Deploy SageMaker Endpoint for Inference

sagemaker-endpoint.png

In this section, we will deploy the trained model from step 5 to Amazon SageMaker Endpoint, allowing inference calls via API or Lambda function. This is an important step to turn your ML model into a service that can be used in the real world.


🎯 Objectives

  • Create an endpoint from the model trained and registered in the previous step.
  • Test the endpoint with sample data.
  • Prepare the endpoint for integration with Lambda in the next step.

🧠 6.1 – Create a SageMaker Model from an Artifact

After training and registering the model (step 5), we will create a SageMaker Model based on that output.

  1. Go to SageMaker ConsoleInference → Models
  2. Click Create model
  3. Configure:
  • Model name: ml-blog-model
  • Execution role: Select the IAM role created in the previous step (SageMakerExecutionRole)
  • Container definition:
  • Image: 382416733822.dkr.ecr.ap-southeast-1.amazonaws.com/xgboost:latest (or the image you used when training)
  • Model artifact location:
s3://ml-pipeline-bucket/model/xgboost-model.tar.gz
  1. Click Create model to complete. create-endpoint.png

📌 Note: The container image and artifact path must match the previously created train job.


⚙️ 6.2 – Create Endpoint Configuration

  1. Navigate to Inference → Endpoint configurations
  2. Select Create endpoint configuration
  3. Configuration:
  • Name: ml-blog-endpoint-config
  • Model name: ml-blog-model
  • Instance type: ml.m5.large (or ml.t2.medium if you want to save costs)
  • Initial instance count: 1
  1. Click Create endpoint configuration create-endpoint.png

🌐 6.3 – Deploy SageMaker Endpoint

  1. Navigate to Inference → Endpoints
  2. Select Create endpoint
  3. Enter:
  • Endpoint name: ml-blog-endpoint
  • Endpoint configuration: Select ml-blog-endpoint-config
  1. Click Create endpoint. The creation process will take a few minutes ⏳.

📸 Example deployment interface:

create-endpoint.png

  • Make sure the IAM Role has access to S3 and SageMaker (AmazonSageMakerFullAccess, AmazonS3ReadOnlyAccess).
  • The endpoint must be in InService state before using inference.

🧪 6.4 – Testing Endpoint with boto3 (Python)

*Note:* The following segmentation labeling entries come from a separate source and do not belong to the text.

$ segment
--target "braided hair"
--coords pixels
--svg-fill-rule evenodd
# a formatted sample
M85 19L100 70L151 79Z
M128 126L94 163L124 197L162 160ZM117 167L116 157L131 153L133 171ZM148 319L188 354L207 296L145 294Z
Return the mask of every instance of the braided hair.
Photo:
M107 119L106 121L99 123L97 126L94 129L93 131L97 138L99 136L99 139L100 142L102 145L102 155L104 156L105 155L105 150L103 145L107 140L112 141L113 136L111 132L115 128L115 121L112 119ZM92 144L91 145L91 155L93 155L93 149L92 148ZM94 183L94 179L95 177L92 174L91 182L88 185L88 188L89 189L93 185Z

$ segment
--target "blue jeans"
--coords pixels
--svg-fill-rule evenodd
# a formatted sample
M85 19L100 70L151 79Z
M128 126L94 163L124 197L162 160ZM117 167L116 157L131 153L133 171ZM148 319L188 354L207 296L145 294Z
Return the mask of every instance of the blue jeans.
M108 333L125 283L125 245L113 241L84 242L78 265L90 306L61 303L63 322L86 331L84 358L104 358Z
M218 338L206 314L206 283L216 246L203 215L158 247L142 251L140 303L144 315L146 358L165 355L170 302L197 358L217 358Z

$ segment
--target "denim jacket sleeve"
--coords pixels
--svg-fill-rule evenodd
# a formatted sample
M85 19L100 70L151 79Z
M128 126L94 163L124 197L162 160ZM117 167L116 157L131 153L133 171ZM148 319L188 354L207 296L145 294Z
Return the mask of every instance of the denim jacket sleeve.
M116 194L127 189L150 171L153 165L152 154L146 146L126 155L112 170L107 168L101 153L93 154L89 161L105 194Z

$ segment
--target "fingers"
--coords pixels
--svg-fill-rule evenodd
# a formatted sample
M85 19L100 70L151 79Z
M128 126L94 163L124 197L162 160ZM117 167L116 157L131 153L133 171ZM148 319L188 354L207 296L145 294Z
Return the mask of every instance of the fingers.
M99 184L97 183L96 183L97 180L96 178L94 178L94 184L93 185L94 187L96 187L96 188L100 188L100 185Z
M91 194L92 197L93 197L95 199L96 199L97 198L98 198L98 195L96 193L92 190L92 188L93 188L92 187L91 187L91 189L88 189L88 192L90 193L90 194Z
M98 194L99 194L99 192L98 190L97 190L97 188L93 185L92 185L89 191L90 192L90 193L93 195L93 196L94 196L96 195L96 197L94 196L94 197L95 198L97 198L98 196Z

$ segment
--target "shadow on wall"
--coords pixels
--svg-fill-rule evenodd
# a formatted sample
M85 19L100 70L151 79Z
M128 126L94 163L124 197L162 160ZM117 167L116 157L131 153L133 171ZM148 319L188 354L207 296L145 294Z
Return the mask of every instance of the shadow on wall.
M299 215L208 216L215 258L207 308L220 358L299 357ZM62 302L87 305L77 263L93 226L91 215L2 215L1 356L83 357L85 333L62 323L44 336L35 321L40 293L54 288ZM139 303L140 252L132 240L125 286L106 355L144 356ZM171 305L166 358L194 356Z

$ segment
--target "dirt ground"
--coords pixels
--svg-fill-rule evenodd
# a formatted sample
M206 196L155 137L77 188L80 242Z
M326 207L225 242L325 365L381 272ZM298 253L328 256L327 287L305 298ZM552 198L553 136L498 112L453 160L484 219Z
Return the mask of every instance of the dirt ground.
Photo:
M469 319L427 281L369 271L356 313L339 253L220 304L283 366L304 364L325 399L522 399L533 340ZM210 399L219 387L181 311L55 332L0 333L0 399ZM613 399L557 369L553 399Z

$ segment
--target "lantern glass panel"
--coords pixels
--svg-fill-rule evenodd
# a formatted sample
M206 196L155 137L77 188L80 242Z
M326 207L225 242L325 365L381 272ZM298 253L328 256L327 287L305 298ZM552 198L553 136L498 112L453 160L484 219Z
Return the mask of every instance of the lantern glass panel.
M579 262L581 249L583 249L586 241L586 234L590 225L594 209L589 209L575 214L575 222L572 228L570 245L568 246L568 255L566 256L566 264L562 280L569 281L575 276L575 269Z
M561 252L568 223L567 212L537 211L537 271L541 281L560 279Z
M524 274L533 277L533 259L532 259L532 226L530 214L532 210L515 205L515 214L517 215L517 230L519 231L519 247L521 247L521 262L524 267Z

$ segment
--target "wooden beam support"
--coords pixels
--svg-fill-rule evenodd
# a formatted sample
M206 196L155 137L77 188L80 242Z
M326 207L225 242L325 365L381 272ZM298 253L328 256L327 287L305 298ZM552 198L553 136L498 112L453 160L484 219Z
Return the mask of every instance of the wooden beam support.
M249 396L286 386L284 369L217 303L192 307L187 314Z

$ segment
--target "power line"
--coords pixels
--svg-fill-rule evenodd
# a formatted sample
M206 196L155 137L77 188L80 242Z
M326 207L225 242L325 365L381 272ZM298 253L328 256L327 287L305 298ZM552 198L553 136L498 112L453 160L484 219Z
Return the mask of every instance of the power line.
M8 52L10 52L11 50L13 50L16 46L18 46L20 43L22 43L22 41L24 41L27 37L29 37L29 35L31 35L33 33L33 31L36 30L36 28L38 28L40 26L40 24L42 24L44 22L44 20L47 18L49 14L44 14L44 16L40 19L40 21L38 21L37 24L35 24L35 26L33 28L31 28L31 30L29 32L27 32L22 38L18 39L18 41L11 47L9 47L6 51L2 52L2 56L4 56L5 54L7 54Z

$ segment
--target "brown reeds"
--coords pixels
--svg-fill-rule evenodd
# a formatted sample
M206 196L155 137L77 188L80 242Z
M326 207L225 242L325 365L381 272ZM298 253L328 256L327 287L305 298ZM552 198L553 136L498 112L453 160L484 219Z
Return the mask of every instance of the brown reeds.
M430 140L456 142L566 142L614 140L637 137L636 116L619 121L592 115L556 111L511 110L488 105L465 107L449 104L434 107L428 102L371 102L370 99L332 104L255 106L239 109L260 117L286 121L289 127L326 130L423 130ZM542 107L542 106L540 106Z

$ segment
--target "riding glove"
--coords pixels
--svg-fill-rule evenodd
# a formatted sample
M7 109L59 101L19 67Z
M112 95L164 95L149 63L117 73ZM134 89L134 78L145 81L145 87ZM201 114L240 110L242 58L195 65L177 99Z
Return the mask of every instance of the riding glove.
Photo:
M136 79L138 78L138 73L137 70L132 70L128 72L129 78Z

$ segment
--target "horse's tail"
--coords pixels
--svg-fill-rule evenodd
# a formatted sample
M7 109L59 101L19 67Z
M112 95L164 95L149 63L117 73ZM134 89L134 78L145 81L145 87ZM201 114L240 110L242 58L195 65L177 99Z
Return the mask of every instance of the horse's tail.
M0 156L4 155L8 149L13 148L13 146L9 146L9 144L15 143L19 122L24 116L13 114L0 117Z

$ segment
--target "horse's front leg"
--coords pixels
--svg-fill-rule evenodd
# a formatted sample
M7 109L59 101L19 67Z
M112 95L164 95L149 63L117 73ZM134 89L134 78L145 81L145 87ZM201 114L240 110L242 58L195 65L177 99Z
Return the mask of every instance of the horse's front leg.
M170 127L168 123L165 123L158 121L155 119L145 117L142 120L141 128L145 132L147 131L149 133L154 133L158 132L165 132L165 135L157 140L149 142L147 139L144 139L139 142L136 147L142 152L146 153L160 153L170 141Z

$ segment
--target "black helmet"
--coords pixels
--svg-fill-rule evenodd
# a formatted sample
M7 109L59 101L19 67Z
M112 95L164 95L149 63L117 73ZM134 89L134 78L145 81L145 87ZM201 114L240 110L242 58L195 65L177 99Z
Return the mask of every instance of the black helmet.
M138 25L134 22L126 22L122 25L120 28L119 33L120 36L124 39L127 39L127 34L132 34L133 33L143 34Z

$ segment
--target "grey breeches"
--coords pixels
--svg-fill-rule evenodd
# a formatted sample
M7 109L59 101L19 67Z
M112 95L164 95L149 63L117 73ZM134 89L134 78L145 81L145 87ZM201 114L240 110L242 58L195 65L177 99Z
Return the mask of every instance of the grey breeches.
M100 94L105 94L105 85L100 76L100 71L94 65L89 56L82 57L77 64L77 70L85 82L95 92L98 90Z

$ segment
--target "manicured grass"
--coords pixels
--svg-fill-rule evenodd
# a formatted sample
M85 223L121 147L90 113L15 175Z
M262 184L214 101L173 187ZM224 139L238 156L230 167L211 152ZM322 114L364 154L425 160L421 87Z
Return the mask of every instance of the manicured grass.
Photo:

Once the endpoint is in InService state, check the inference with the following Python code:

import boto3
import json

runtime = boto3.client('sagemaker-runtime')

payload = {
"features": [0.56, 0.32, 0.78, 0.12] # example input data
}

response = runtime.invoke_endpoint(
EndpointName='ml-blog-endpoint',
ContentType='application/json',
Body=json.dumps(payload)
)

result = json.loads(response['Body'].read().decode())
print("📊 Predicted result:", result)

✅ The result will return the predicted value (e.g., 1 or 0 for a classification model).

.

📊 6.5 – Endpoint Monitoring with CloudWatch

Go to CloudWatch → Logs to view the inference log. Monitor metrics such as:

  • Invocations
  • Invocation4XXErrors
  • ModelLatency

This helps evaluate model performance in production environments.

📌 You can enable Auto Scaling for the endpoint by using Application Auto Scaling to automatically scale up/down the number of instances based on inference traffic.

✅ Done

You have successfully deployed a SageMaker Endpoint from the trained model.